Vamos continuar matando ou acha que os chifrudos vão ficar só mugindo pra
gente?
Agora os minotauros eram muitos. Aetis via apenas
que seria suicídio ao enfrentar oponentes como aqueles. Outro de seus
companheiros caiu trespassado por uma lança. Agora eram cinco elfos e um shimay
cujas armas ele não conhecia e não participaria de nenhum ataque coordenado.
Não daria certo.
- Vamos recuar. – Apontou para dois dos elfos com um
comando especial. Os dois recuaram. Rhyer´Dyh foi junto com eles, o que deixou
Aetis de olhos arregalados e com mais certeza de que morreria, talvez antes que
pudesse começar a executar seu plano. – Nelup e Maiec, defender e recuar.
====
Khessarel entrou na tenda levantando devagar o
tecido que barrava a entrada. Olhou para quase cinqüenta elfos acorrentados.
Era o maior número que encontraram até agora e talvez finalmente pudessem
cumprir seu intento.
Havia somente cinco minotauros vigiando, todos com
olhares cobiçosos para fortuna que seu chefe conseguiria com todos aqueles
escravos. As armas brilharam sob os lampiões e os elfos se remexeram.
- Salvem-nos – gritou um, mas o cabo de uma lança
batendo no rosto o silenciou. Outro se levantou depressa, tentando atacar, mas
as correntes o prenderam. Mais uma vez a lança atacou.
- Mais escravos – disse um dos minotauros, notando a
sacerdotisa Kelana logo atrás do mago.
- Acho que nem precisaremos dos outros aqui – disse
Khessarel. Pegou duas adagas negras debaixo dos mantos e lançou para os elfos.

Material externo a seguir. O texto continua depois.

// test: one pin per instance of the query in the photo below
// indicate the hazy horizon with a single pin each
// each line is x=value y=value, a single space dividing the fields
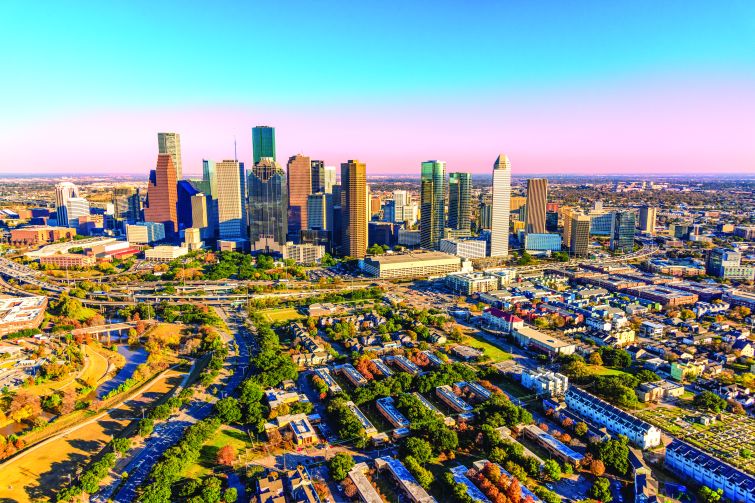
x=606 y=88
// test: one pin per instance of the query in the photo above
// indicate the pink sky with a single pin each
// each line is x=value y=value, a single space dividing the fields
x=630 y=128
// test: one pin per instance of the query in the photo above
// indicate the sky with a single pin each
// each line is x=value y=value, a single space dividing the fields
x=585 y=87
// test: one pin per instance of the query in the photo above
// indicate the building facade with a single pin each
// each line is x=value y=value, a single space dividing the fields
x=499 y=229
x=432 y=203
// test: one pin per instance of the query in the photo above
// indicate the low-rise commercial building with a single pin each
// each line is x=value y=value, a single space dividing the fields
x=21 y=313
x=533 y=339
x=165 y=253
x=545 y=382
x=412 y=265
x=473 y=282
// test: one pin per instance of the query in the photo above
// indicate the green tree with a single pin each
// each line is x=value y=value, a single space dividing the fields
x=228 y=410
x=419 y=449
x=552 y=470
x=709 y=401
x=601 y=490
x=708 y=495
x=340 y=465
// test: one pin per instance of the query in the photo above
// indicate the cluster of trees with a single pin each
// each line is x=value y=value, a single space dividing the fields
x=207 y=490
x=176 y=459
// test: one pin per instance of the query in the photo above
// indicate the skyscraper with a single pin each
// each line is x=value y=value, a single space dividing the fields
x=354 y=208
x=622 y=237
x=499 y=225
x=231 y=197
x=432 y=203
x=162 y=195
x=299 y=188
x=537 y=198
x=330 y=179
x=648 y=217
x=268 y=206
x=64 y=191
x=263 y=143
x=459 y=193
x=170 y=143
x=185 y=192
x=318 y=176
x=579 y=240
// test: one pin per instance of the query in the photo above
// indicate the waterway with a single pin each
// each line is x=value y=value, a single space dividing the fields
x=134 y=356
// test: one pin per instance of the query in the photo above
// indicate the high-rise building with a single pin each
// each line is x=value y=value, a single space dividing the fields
x=459 y=200
x=432 y=203
x=231 y=199
x=263 y=143
x=268 y=206
x=318 y=176
x=354 y=208
x=299 y=175
x=170 y=143
x=162 y=195
x=126 y=207
x=537 y=198
x=63 y=192
x=579 y=239
x=319 y=211
x=499 y=228
x=566 y=215
x=622 y=234
x=330 y=179
x=648 y=216
x=185 y=192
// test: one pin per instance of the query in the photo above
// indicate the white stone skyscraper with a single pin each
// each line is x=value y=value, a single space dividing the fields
x=501 y=205
x=170 y=143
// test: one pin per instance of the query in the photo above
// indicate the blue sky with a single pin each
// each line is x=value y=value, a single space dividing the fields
x=109 y=58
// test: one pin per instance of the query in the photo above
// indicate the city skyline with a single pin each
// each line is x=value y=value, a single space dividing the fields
x=573 y=91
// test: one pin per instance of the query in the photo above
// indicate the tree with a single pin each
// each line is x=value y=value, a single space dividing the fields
x=597 y=467
x=340 y=465
x=581 y=428
x=552 y=470
x=419 y=449
x=595 y=359
x=708 y=495
x=228 y=410
x=226 y=455
x=601 y=490
x=709 y=401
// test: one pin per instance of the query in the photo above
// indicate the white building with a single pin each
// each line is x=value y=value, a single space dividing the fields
x=545 y=382
x=465 y=248
x=165 y=253
x=499 y=233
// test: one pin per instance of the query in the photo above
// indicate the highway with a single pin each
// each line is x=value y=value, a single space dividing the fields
x=170 y=432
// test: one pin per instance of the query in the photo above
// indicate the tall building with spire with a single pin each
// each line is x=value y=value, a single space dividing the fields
x=459 y=200
x=500 y=207
x=432 y=203
x=537 y=199
x=354 y=208
x=300 y=179
x=170 y=143
x=162 y=195
x=268 y=206
x=648 y=217
x=263 y=143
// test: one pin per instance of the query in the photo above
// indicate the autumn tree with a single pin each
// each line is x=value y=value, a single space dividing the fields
x=226 y=455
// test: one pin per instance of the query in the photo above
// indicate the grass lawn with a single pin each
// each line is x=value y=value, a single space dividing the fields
x=494 y=352
x=281 y=315
x=227 y=435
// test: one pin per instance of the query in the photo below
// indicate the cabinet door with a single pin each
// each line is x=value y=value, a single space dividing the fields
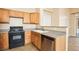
x=33 y=38
x=4 y=41
x=34 y=18
x=27 y=37
x=15 y=13
x=26 y=18
x=36 y=39
x=39 y=41
x=4 y=16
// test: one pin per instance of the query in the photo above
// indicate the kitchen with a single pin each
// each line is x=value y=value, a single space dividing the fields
x=32 y=29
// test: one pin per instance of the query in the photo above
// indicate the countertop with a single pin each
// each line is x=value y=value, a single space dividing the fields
x=53 y=33
x=4 y=30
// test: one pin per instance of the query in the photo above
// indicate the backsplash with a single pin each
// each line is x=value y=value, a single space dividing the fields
x=25 y=26
x=4 y=26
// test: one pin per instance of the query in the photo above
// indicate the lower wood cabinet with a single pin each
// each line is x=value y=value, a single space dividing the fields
x=27 y=37
x=36 y=39
x=4 y=44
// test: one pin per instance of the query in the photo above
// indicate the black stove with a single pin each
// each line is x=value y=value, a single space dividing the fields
x=16 y=36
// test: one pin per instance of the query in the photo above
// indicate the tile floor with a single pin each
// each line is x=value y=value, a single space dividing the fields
x=28 y=47
x=73 y=43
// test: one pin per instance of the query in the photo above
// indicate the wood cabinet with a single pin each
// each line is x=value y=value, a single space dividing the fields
x=36 y=39
x=14 y=13
x=4 y=41
x=60 y=43
x=34 y=18
x=27 y=37
x=26 y=18
x=4 y=15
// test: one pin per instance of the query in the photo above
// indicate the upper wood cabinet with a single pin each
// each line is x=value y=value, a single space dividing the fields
x=4 y=44
x=4 y=16
x=26 y=18
x=14 y=13
x=34 y=18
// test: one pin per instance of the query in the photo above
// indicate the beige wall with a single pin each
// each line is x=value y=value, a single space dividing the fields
x=25 y=9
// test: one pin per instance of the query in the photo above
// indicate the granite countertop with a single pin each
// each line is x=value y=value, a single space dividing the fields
x=51 y=33
x=54 y=34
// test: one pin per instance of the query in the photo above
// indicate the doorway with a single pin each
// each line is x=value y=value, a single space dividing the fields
x=77 y=27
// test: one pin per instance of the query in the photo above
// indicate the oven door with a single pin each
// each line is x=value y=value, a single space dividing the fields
x=16 y=39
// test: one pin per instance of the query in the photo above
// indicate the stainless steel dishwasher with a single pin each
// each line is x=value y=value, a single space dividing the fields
x=48 y=43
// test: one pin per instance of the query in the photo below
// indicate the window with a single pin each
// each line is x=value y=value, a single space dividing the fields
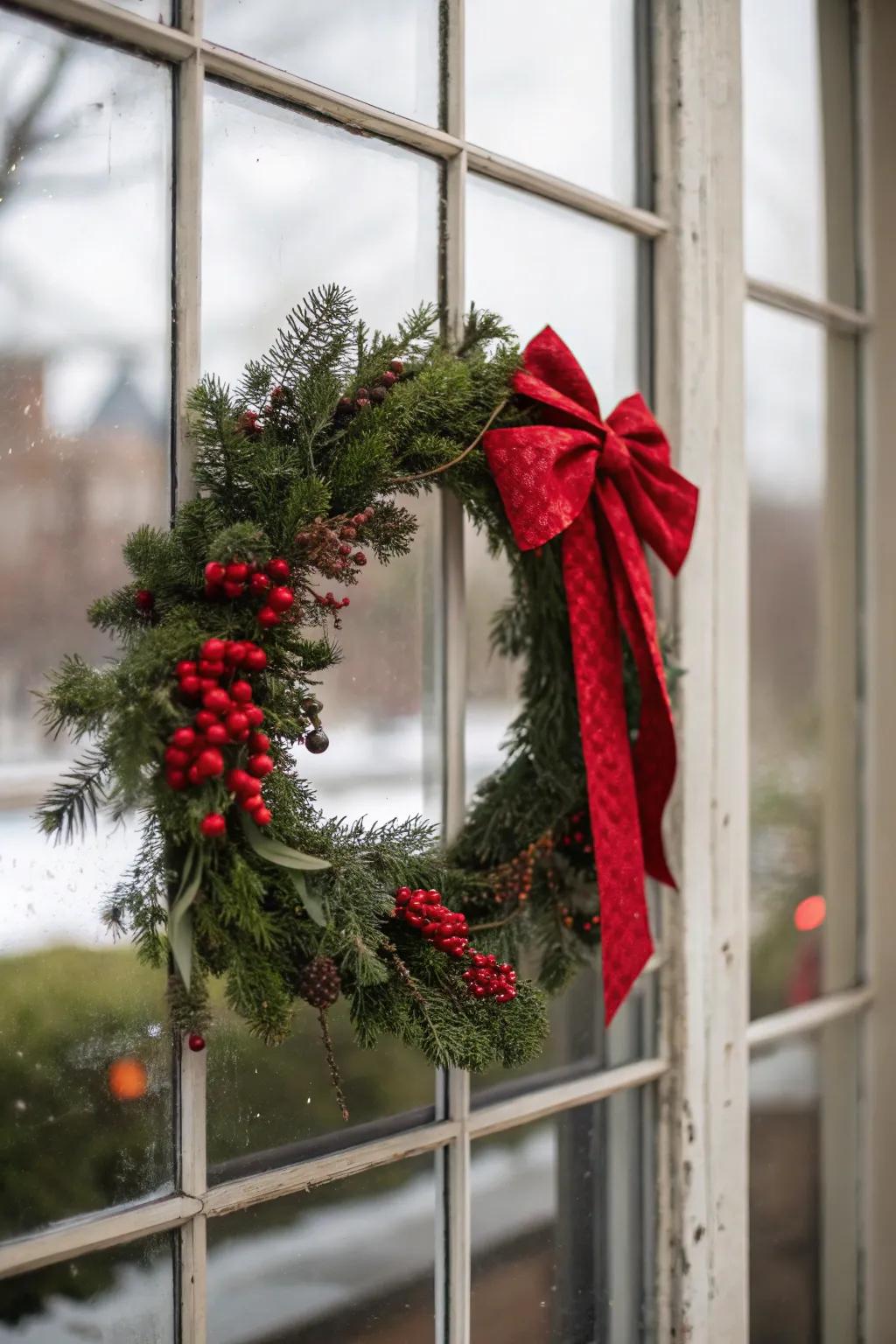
x=578 y=164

Os minotauros olharam atrapalhados para o gesto,
parando por um segundo. Um deles observou os olhares espantados dos
prisioneiros para o chão. Andou até ali e bateu com a pata no local. Não sentiu
nada além da grama batida sob o casco.
- Existem duas liberdades que vocês podem conseguir.
Uma é para essas correntes e a outra para o vazio de ser abandonado por uma mãe
de espírito quebrado. Só se consegue as duas opções com o sangue de quem não
quer nenhum das duas.
Um dos minotauros deu um grito de guerra e avançou
durante as palavras de Khessarel. Kelana agiu sem a necessidade de ordens.
Tinha nas mãos uma espada e uma lâmina circular. Abaixou-se sob o machado
voador de um minotauro, estendendo a espada para cortar o tendão do oponente.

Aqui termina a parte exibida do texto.